Transtentorial coning
Normally, the arrangement of dural partitions such as the falx cerebri and tentorium cerebelli may help to stabilize the brain within the cranial cavity. However, when there is focal brain swelling or a focal space-occupying lesion within the brain or cranial cavity, raised intracranial pressure may cause the brain to herniate under the falx cerebri or, more significantly, through the tentorial incisure, which will compress the oculomotor nerve, midbrain and arteries on the inferior medial surface of the temporal lobe. This process of transtentorial coning is particularly dangerous because of the risk of secondary vascular compression; it often represents the terminal event in patients with supratentorial space-occupying lesions. Similarly, space-occupying lesions in the small infratentorial compartment may cause upward herniation through the tentorial hiatus or downward herniation through the foramen magnum (see Fig. 19.22).
Dural venous sinuses
Dural venous sinuses form a complex network of venous channels which drain blood from the brain and cranial bones (Fig. 27.4, see Fig. 17.10). They lie between the endosteal and meningeal layers of dura mater, are lined by endothelium, have no valves, and their walls are devoid of muscular tissue. They develop initially as venous plexuses, and most adult sinuses preserve a plexiform arrangement (to a variable degree), rather than being simple vessels with a single lumen. Plexiform arrays of small veins adjoin the sagittal superior and inferior sagittal and straight sinuses and, less frequently, the transverse sinuses, and ridges of ‘spongy’ venous tissue often project into the lumina of the superior sagittal and transverse sinuses (Browder & Kaplan 1976; Kaplan & Browder 1976).

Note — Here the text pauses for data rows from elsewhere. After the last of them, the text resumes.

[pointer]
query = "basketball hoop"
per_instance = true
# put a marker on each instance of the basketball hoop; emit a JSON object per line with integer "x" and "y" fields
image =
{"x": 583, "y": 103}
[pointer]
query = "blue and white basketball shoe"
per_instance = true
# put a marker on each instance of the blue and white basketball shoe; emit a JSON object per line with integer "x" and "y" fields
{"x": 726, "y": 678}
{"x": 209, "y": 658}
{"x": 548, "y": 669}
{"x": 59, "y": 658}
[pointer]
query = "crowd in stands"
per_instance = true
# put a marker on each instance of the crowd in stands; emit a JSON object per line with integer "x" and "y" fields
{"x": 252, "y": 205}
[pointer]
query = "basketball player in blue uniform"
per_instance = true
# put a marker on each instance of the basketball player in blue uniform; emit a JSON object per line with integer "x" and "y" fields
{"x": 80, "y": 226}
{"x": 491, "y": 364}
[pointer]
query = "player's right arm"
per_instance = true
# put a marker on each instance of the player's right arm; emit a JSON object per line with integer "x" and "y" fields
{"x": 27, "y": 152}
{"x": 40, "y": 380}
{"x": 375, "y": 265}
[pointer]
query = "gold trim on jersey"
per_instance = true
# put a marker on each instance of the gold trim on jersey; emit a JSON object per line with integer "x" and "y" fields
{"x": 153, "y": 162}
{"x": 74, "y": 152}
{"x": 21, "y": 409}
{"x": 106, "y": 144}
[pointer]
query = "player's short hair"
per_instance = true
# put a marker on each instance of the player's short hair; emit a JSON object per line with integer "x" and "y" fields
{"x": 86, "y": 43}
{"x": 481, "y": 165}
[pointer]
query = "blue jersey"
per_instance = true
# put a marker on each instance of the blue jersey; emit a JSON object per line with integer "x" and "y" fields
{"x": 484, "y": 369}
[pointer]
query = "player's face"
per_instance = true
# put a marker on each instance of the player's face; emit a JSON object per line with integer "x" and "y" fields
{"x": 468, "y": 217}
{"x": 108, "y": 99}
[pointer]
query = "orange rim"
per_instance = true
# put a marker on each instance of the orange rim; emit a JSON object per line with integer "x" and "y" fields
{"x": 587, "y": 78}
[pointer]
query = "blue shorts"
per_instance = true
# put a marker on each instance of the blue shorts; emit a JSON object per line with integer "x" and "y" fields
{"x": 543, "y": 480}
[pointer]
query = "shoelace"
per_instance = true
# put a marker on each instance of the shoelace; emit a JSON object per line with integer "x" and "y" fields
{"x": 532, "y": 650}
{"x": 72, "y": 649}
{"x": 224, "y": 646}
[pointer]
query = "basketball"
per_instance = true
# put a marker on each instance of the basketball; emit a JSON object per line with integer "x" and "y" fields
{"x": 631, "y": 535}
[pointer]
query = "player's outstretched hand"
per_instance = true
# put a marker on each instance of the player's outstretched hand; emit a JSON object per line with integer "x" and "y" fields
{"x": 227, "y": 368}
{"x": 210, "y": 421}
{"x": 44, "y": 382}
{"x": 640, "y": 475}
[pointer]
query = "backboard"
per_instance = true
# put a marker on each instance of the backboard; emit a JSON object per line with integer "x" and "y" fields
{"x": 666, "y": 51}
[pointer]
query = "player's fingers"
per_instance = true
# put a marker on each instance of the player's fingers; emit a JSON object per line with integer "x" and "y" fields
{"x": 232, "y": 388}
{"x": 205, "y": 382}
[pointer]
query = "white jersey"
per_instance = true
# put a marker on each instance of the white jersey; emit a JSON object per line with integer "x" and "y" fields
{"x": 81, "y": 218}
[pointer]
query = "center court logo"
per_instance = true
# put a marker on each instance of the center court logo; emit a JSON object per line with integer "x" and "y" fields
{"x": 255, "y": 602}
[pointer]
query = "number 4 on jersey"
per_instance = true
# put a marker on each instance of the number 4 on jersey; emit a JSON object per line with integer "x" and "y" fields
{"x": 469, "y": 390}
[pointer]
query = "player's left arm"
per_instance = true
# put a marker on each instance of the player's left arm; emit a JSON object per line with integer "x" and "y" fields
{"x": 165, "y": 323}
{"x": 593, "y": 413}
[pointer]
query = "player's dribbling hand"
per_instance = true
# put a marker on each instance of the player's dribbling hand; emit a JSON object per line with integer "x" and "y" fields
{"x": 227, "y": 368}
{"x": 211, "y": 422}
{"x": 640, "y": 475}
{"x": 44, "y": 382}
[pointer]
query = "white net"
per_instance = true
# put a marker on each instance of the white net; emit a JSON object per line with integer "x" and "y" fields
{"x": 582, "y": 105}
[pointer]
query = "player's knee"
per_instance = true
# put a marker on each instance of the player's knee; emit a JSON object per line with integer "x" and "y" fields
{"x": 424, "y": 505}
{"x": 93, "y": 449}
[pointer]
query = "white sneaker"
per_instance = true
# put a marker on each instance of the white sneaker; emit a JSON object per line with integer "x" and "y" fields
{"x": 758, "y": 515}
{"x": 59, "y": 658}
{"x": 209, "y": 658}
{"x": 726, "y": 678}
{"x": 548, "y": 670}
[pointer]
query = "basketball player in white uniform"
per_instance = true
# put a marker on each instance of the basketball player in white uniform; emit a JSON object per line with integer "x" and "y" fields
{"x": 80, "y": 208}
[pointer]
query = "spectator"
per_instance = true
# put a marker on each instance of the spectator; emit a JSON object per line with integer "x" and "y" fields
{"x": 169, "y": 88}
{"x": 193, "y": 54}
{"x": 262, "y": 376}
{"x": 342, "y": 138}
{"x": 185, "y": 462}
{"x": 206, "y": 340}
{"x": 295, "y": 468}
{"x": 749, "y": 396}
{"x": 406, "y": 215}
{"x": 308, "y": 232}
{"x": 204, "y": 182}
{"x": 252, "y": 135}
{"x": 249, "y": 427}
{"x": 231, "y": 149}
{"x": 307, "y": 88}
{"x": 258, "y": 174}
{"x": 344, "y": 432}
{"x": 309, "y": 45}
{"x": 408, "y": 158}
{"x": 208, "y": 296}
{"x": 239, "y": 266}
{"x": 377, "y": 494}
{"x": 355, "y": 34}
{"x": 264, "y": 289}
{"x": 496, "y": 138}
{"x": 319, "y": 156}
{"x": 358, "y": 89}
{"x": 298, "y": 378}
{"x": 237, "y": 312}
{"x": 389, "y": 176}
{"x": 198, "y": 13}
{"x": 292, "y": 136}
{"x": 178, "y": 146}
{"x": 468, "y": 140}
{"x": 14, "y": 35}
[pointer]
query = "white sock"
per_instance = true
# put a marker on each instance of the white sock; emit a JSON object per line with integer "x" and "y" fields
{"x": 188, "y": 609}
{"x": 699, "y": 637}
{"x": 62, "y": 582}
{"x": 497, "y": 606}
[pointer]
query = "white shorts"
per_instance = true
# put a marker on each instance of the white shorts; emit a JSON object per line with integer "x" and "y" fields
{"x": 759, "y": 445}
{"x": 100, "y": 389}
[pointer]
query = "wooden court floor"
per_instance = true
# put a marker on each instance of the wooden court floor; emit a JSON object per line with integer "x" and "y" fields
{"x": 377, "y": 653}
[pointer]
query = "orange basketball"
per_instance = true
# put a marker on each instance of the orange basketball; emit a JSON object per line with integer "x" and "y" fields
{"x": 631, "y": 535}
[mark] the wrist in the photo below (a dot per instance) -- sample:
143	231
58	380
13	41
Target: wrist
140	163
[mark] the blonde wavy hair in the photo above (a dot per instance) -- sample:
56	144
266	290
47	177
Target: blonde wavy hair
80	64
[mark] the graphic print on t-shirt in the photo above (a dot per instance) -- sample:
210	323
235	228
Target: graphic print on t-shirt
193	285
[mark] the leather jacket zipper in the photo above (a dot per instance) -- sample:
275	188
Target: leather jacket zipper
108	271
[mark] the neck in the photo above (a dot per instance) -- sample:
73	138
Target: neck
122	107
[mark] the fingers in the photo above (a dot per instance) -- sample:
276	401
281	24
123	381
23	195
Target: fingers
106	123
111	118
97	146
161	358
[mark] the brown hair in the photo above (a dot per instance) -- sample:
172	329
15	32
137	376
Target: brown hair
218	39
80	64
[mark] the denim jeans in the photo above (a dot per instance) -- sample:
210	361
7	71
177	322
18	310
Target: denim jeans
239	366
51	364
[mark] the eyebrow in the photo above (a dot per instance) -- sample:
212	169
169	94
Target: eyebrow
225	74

The structure of cranial venous sinuses, their plexiform nature and wide connections with cerebral and cerebellar veins, vary considerably, particularly in earlier years, e.g. in infancy the falx cerebelli may contain large plexiform channels and venous lacunae that augment the occipital sinus. These variations cannot be detailed in a general text but must be established for the individual by angiography when clinical necessity arises. There is experimental evidence that parts of sinuses (and even diploic veins) can be filled by forcible internal carotid injection, from which it has been inferred that arteriovenous shunts may exist (Browder & Kaplan 1976). A connection between the middle meningeal arteries and the superior sagittal sinus has been demonstrated in this way, although the sites of communication are unknown. Dural arteriovenous fistulas are thought to be acquired lesions that form in an area of thrombosis within a sinus. If the sinus remains completely thrombosed, venous drainage from these lesions occurs through cortical veins, or, if the sinus is open, venous drainage is usually into the involved sinus.
Superior sagittal sinus
The superior sagittal sinus runs in the attached convex margin of the falx cerebri. It grooves the internal surface of the frontal bone, the adjacent margins of the two parietal bones and the squamous part of the occipital bone (Fig. 27.3, Fig. 27.5, see Fig. 17.10). It begins near the crista galli, a few millimetres posterior to the foramen caecum, and receives primary tributaries from cortical veins of the frontal lobes, the ascending frontal veins. The sinus is triangular in cross-section and invaded, in its intermediate third, by variable bands and projections from its dural walls, which may extend as horizontal shelves that divide its lumen into superior and inferior channels. It is narrow anteriorly, and widens gradually to approximately 1 cm diameter as it runs backwards. At its posterior end, the sinus enters the confluence of the sinuses (Fig. 27.4) which is situated to one side (usually the right) of the internal occipital protruberance. At the confluence the superior sagittal sinus usually deviates to become continuous with the right transverse sinus, but it also usually connects with the occipital and contralateral transverse sinuses. The size and degree of communication of the channels meeting at the confluence are highly variable: any sinus involved may be duplicated, narrowed, or widened near the confluence. In more than half of subjects all venous channels that converge towards the occiput interconnect, including the straight and occipital sinuses, but communication between channels may be absent or tenuous.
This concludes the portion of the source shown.